VINICIUS CANTUÁRIA
Vinicius Cantuária was born in 1951 in Manaus in Amazonia, Brazil, and lived there until the age of seven when his family moved to Rio. He sings, writes, plays guitar and percussion and brings together many aspects of Brazilian music into his art. And although his music is well-known for its pure Twenties sensibility, the best way of describing Cantuária’s group would be “post-electronic acoustic” - a quintet made up of jazz bassist Pau Socolow, Michael Leohnart (the young trumpet player from Steely Dan) and the Brazilian percussionists Nanny Assis and Mauro Refosco.
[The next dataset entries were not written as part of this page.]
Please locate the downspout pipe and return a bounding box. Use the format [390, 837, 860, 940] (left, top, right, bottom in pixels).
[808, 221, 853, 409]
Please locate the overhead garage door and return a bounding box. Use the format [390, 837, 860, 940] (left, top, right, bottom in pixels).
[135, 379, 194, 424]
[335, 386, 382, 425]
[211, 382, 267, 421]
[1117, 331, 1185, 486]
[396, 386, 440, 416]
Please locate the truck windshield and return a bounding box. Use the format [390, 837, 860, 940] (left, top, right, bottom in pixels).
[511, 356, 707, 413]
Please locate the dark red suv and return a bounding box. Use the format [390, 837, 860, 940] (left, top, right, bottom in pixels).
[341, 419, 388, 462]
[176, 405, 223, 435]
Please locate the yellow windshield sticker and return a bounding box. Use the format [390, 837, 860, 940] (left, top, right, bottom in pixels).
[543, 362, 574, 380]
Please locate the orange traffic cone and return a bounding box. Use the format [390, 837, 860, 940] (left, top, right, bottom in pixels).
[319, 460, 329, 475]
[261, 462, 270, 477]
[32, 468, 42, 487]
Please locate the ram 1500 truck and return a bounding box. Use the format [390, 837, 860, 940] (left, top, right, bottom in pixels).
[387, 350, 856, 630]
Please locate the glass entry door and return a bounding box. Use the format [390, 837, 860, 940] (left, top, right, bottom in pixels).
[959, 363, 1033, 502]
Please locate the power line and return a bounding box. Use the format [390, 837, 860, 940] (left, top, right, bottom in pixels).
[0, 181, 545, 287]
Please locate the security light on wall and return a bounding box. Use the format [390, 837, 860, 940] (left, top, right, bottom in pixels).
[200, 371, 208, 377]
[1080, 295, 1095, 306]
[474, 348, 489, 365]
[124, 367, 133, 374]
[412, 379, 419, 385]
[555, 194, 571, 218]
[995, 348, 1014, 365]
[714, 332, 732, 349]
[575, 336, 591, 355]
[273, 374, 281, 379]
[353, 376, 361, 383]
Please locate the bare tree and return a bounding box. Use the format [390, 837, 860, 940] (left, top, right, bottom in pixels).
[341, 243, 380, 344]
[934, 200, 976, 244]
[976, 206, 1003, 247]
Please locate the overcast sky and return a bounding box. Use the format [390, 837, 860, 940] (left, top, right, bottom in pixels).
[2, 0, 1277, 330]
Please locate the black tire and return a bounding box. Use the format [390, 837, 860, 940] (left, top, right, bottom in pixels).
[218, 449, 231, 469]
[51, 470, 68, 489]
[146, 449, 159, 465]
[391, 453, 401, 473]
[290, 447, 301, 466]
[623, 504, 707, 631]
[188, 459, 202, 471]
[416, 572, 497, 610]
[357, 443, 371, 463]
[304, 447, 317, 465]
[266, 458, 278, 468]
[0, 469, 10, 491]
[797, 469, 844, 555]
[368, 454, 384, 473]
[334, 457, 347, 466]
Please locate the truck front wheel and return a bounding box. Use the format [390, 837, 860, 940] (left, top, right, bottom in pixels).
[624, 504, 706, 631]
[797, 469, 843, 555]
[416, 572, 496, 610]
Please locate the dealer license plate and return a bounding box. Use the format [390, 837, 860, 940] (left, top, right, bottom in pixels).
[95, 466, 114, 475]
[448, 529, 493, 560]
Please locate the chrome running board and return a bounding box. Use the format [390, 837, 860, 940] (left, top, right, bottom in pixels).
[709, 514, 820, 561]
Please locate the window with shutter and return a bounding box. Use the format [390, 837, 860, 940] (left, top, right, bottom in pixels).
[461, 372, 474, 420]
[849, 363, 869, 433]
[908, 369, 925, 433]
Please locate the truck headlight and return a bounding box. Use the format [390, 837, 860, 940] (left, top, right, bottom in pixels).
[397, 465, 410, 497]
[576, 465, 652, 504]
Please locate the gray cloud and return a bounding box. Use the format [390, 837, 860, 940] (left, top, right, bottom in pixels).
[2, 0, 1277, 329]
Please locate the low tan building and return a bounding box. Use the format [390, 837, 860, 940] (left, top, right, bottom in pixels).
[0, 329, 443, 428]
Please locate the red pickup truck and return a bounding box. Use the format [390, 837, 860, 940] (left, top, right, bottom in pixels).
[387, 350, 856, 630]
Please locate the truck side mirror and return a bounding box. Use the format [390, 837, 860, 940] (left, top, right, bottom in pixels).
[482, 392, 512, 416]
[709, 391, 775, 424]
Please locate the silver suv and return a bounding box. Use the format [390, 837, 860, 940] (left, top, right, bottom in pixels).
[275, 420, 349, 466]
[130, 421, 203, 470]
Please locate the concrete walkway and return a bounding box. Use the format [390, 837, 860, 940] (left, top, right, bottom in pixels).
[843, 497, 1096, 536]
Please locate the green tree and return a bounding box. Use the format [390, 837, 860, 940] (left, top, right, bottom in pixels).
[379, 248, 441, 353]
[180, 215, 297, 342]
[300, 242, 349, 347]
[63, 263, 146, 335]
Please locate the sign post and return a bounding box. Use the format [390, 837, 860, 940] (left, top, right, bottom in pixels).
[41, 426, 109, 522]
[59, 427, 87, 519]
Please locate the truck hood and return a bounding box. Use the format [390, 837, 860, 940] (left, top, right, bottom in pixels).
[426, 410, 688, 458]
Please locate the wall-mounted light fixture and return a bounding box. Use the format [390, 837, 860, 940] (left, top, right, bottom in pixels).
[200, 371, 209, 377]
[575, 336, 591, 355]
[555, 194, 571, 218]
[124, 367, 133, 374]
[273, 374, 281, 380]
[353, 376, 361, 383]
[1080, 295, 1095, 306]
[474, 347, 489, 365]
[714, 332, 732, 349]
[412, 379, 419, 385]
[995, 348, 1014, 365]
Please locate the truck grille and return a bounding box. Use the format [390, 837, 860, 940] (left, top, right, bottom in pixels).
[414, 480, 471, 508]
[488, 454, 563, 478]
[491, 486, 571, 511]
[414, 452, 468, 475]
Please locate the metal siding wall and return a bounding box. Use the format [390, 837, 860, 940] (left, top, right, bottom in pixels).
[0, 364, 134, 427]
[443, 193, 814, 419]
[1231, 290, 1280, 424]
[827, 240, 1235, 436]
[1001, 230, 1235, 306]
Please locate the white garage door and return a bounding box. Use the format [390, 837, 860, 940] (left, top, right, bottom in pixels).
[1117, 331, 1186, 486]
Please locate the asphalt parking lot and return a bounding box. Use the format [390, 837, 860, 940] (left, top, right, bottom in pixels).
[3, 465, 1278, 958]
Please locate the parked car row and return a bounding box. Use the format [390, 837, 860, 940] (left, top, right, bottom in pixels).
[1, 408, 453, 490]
Their repertoire contains a few songs by Jobim and Gilberto Gil, who is one of Cantuária’s major influences.
Cymbals
- Vinicius Cantuária
- 905252
- Indigo
Listen to ‘Cymbals’ and you’ll hear variety of atmosphere and sound: chords in a Latin ‘Galope’, which evokes the Cubanos Postizos as much as what he used to listen to as a child, brought by Peruvians and Colombians to the city in which he was born, Manaus, in the heart of Amazonia; in ‘Prantos’, he adopts the voice of an old singer of serenades, although the musical development dilutes the ‘kitsch’ into something more contemporary; the nod to Paris, while he walks along thinking of moves played by the footballers of Botafogo, arrives with ‘Champ de Mars’.